The veterans who buried him knew almost nothing about him. In some ways, that may have been for the best.
They’re burying a person as much as they’re rekindling an idea. It’s an idea of brotherhood, camaraderie — together we stand, divided we fall.
“I just didn’t want him to ever die alone,” she said. “That’s horrible, what happened.”
Before Babbs was buried, his sister was in touch with Barry, who told her he’d be there for her brother’s burial.
Even without knowing Babbs, for better or worse, Barry and some of the other veterans saw a part of themselves in that cardboard casket that they, both brothers and strangers, mourned together.
“We all had our different lives. If one thing or another — it could be just one change and we could end up like this,” Barry said.
“That could happen to any one of us,” he added.
It’s unclear how often a veteran dies alone, or receives an indigent service in Gillette. But as the community is reminded every so often, it does happen.
“It happens more often than we’d like to see,” said veteran Lee Yake.
Babbs didn’t serve in Vietnam, but his story and death resembles what the veterans who paid him last respects said is a concerning shift. With Vietnam veterans in line as the generation reaches its twilight years, there’s concern that burials like Babbs’s may happen more often.

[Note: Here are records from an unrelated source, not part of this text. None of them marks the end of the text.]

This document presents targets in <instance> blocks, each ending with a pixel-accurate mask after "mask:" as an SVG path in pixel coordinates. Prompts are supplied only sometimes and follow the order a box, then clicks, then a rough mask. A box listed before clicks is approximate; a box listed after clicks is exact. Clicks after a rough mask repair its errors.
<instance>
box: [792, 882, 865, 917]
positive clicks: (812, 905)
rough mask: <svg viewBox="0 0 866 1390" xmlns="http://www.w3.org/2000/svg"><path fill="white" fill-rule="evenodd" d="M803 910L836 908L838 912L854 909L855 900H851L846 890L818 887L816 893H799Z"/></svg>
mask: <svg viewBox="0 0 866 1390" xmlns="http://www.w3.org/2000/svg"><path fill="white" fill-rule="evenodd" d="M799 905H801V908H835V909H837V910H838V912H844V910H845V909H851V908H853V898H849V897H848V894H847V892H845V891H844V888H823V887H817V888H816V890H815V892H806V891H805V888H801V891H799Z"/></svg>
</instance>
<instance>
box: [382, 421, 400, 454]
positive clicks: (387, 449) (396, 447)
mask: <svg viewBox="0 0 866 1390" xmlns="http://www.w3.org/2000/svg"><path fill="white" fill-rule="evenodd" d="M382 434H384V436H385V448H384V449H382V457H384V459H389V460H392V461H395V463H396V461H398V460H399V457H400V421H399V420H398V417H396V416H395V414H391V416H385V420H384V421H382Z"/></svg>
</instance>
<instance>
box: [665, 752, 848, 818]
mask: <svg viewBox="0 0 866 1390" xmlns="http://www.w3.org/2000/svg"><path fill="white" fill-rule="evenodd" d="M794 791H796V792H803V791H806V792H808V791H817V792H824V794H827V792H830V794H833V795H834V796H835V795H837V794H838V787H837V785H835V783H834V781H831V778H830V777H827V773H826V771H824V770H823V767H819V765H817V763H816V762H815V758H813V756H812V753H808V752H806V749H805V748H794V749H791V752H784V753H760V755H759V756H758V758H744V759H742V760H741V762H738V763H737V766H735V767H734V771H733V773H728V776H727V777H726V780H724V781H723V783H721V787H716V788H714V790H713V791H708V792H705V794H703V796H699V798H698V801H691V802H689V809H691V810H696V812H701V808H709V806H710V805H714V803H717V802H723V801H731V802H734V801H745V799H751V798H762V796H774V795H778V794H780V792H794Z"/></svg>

“It’s there already,” Yake said of lonely veteran deaths. “It’s here already.”
It’s one thing to die alone. In a sense, we all die alone. It’s another thing to die forgotten.
Through no effort of his own, Babbs was spared the indignity of dying alone and being forgotten. He was remembered by a group who never knew him. But at the very end, he was not alone, and he was not forgotten.
Brothers he never knew made it so.
There may be more deaths like Babbs’s as more generations of veterans come and go. If so, there will be more veterans like those in Gillette making sure they aren’t sent off alone.